Thursday, January 30, 2014

FLASH UPDATE: High Yield Defaults are Minuscule - Are You Comfortable?

“When the default tidal wave eventually hits, it will be very big,” said Marty Fridson, CEO of FridsonVision, LLC.  Mr. Fridson expects $1.6 Trillion (face), or $752 Billion (market value), of high yield corporate debt to default between 2016 and 2020.  This implies a 30% default rate cumulatively over that four year period.  The global default rate in junk bonds fell to 2.8% at the end of December 2013.  By way of comparison, according to Moody’s, the global high yield default rate finished 2007 at 0.9% and subsequently peaked at approximately 19% at the end of 2009.  The average default rate over the last 25 years is approximately 5.0%. 

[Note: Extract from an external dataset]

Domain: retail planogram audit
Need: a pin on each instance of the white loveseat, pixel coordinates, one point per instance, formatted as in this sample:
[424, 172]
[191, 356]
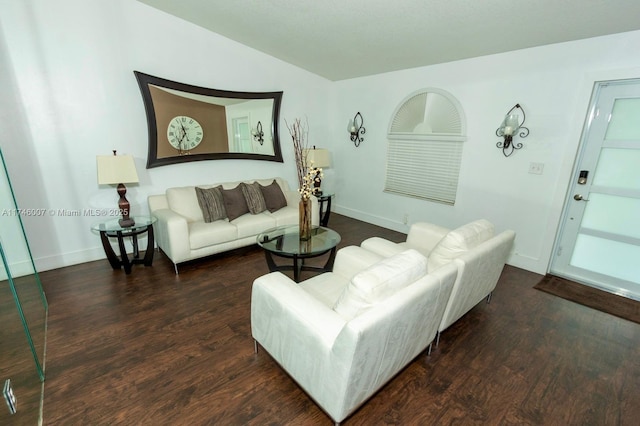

In the last 25 years, every period of sustained default rates below 5.0% have resulted in multi-year periods of default rates that exceed 10% (see Chart 1).  Low current default rates are a poor barometer of a company’s ability to survive.  At the end of December, the spread between junk bonds and Treasuries broke below 400 bps for first time since July 2007 and the spread between junk bonds and investment-grade bonds hit all-time tight levels.  High yield companies have had incredibly cheap and nearly unfettered access to capital in the recent easy money environment.  Despite this access, many of the lower-tier companies in the high yield universe have been unable to compete with their peers, grow the top-line, innovate, generate positive cash flow or EBITDA.  Taking all of this into account, combined with the unprecedented record high yield bond issuance over the last two years (see Chart 2), it is quite clear that junk bond investors are being paid very little to take on a huge amount of default risk. 

Chart1

Chart 2

Tradex has done a tremendous amount of research on the lower tier of the junk bond universe, with a particular focus on single-B and CCC-rated bonds.  Historically, academic studies show that (on a cumulative basis) more than 45% of CCC rated bonds default within 4 years of issuance.  We agree with Mr. Fridson’s default forecasts and think that the ability to identify and be short of worst-of-the-worst, highly levered, longer-dated, subordinated or unsecured junk bonds in the lower-rated tier will be an incredibly successful strategy over the next five years.